Reasoning efficiently through extended sequences is a major difficulty in machine learning. Recently, convolutions have emerged as a critical primitive for sequence modeling, supporting state-of-the-art performance in language modeling, time series analysis, computer vision, DNA modeling, and more. Despite these impressive quality findings and additional advantages such as improved stability and better scalability as sequence length increases, convolutional sequence models are still significantly slower than Transformers.

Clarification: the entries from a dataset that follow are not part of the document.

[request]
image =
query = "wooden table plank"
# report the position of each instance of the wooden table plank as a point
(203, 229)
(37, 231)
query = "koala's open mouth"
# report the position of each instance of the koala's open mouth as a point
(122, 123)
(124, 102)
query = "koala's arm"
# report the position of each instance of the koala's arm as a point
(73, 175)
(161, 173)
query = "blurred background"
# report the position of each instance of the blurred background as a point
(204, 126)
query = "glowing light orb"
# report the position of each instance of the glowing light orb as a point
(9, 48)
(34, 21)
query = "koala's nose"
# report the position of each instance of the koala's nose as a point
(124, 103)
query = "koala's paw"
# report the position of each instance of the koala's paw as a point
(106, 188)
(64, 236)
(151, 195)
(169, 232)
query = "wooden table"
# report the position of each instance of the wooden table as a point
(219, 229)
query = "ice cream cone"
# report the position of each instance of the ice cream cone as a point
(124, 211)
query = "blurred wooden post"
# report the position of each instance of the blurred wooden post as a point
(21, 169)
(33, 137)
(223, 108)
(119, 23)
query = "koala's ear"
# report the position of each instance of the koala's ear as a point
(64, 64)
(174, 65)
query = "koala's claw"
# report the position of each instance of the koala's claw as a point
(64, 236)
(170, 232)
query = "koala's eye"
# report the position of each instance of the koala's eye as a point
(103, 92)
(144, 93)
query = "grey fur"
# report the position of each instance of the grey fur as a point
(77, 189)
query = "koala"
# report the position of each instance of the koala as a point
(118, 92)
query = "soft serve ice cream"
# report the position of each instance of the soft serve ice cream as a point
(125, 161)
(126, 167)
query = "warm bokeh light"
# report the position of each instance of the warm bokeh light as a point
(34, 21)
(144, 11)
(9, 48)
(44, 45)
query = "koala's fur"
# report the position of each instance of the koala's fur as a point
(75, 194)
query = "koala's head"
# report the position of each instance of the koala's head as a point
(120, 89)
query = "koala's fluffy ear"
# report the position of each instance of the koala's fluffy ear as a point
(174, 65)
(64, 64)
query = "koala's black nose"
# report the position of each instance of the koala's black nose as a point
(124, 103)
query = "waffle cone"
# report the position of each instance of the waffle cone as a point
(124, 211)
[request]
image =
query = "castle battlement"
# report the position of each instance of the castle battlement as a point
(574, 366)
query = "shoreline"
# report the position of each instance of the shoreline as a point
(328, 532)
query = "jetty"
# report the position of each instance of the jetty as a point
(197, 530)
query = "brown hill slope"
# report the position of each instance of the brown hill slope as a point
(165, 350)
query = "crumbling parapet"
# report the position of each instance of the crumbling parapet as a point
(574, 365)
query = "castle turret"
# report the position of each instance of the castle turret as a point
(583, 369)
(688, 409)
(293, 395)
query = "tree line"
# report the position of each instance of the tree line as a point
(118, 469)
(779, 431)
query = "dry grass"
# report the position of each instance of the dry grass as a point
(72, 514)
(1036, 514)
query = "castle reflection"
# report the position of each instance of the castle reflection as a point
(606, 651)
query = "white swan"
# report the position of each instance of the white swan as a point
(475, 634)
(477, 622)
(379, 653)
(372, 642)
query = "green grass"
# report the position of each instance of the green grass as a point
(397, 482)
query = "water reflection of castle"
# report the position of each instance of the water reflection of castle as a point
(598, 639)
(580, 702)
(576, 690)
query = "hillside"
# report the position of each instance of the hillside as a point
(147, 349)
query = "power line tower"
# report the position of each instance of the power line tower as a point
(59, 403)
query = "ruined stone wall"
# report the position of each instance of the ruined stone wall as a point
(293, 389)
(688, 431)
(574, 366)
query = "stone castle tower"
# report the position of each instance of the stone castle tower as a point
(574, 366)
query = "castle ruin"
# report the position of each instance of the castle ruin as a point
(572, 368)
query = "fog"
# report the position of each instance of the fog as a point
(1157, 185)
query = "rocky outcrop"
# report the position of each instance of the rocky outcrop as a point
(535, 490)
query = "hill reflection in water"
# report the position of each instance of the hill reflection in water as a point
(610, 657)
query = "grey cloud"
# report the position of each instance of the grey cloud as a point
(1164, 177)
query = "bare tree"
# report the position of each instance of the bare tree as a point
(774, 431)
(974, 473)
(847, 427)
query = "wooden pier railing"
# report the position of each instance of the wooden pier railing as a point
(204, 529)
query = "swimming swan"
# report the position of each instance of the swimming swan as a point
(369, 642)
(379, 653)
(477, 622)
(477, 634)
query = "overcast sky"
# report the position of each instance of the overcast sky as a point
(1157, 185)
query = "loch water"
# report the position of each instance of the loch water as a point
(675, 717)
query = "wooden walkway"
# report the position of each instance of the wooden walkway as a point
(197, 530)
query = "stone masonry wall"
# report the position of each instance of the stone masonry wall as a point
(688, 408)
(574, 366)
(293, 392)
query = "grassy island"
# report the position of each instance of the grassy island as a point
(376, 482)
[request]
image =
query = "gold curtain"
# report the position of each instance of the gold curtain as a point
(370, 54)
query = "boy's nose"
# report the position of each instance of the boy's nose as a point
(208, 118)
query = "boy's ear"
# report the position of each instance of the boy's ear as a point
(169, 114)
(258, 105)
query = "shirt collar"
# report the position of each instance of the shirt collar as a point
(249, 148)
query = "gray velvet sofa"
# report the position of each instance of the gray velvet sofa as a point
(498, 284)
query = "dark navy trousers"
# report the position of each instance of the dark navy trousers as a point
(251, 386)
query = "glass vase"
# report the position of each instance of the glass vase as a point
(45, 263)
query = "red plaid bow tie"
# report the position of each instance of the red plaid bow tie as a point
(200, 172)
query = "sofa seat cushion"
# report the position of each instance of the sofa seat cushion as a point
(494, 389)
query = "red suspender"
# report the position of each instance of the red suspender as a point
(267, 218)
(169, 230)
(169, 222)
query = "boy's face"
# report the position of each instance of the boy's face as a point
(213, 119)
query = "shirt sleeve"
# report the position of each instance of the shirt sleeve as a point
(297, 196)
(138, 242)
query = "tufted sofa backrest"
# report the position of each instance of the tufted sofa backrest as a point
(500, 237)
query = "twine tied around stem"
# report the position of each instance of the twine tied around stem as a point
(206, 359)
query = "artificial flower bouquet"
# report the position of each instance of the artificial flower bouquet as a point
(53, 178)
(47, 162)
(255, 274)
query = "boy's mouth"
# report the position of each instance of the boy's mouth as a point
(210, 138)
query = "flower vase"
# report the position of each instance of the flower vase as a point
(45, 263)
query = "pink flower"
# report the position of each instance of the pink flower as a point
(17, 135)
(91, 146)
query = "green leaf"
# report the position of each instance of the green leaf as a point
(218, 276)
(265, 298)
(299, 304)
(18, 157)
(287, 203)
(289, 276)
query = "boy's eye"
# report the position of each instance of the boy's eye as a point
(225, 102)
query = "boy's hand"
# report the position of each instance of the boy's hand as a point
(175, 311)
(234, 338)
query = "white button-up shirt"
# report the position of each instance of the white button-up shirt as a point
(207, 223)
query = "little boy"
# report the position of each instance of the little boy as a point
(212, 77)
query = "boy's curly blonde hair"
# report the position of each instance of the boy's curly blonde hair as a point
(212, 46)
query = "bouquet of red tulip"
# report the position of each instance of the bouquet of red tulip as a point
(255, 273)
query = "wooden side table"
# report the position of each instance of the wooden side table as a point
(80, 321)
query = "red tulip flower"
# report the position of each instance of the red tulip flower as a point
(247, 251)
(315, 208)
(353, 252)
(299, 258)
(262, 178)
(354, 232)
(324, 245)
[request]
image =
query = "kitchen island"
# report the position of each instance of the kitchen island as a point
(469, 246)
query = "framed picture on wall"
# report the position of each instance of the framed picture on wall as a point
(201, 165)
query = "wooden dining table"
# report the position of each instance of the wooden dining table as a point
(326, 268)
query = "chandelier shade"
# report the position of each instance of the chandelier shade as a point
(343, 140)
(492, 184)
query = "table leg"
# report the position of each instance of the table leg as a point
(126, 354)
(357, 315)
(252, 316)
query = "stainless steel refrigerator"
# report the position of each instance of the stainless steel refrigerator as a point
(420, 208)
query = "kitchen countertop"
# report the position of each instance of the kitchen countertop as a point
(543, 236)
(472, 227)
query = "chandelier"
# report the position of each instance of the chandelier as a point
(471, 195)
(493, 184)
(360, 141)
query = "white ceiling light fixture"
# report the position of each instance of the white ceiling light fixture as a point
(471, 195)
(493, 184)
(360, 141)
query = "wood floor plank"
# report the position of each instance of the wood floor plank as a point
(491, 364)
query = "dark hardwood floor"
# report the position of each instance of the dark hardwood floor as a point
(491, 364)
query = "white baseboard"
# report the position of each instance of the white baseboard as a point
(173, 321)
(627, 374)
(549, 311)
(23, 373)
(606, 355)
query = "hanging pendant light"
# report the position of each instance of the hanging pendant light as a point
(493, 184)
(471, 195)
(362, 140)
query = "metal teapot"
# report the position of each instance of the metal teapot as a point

One main cause is unreliable hardware support. Convolutions for sequence modeling frequently employ filters as long as the input sequence, in contrast to the short filters used in classical convolutions for visual applications. The Fast Fourier Transform (FFT) convolution algorithm computes convolution between an input u and a convolution kernel k by mapping the input and output frequencies.
Despite being asymptotically efficient, the FFT convolution algorithm has a low clock time in contemporary accelerators. However, technological progress in systems has allowed Transformers to reach the limits of current accelerators, with end-to-end FLOP usage exceeding 72% when using FlashAttention-v2.
To deliver longer context capabilities, new research from Stanford University investigates how to optimize the FFT convolution method in contemporary accelerators. The researchers believe that as advances in systems like FlashAttention led to better models and new attention algorithms, optimization of FFT convolution will lead to new and better algorithms, increasing the quality of convolutional sequence models.
FFT convolution can be easily optimized for short sequences. It is common practice to reuse kernel filters in multiple batches, allowing the FFT of the filter to be pre-calculated before reusing it. Therefore, FFT convolution is parallel between batches and filters, and core fusion allows intermediate convolution outputs to be cached in SRAM or registers.
- However, the team highlights that two major obstacles appear as the length of the sequence increases. Relative to current accelerators, FFT convolutions do not optimally use specialized matrix-matrix multiplication units.
- Second, kernel merging fails because the streams grow too large to fit in SRAM and require expensive I/O operations. Causality padding operations and conversions from real-value inputs/outputs to complex-value FFT intermediaries could further increase these I/O costs.
In response, the researchers offer FlashFFTConv, a novel algorithm that employs a Monarch decomposition of the FFT to optimize FFT convolution for extended sequences. The FFT can be efficiently transferred to hardware thanks to a p-order Monarch decomposition, which rewrites the FFT as a series of p matrix-matrix multiplication operations. Higher p values result in less FLOP costs due to smaller arrays, but require more I/O to transmit intermediate results. Therefore, there is a trade-off involved.
The study demonstrates how to optimize p for FLOP cost and I/O cost on a GPU using a simple cost model based on sequence length. In addition to facilitating core fusion into longer sequence lengths, this decomposition reduces the amount of sequence that must be maintained in SRAM. Therefore, FlashFFTConv can easily handle sequences between 256 and 4 million characters. By using a real-value FFT algorithm and skipping parts of matrix multiplication operations when the input is zero-padded, FlashFFTConv can reduce FFT operation duration by up to half. Last but not least, the matrix view of FFT convolution provides a simple interface to implement two architectural modifications: partial convolutions, which learn with a convolution kernel that is shorter than the input sequence, and sparse frequency convolutions , which zero out sections of the FFT convolution. nucleus in frequency space. Both approaches can be implemented by simply skipping sections of the matrix decomposition, reducing memory usage and wall clock execution time, and can be considered as sparse/coarse attention convolutional parallels in Transformers.
Researchers demonstrate that FlashFFTConv accelerates FFT convolution, resulting in longer, more efficient, and better quality sequence models.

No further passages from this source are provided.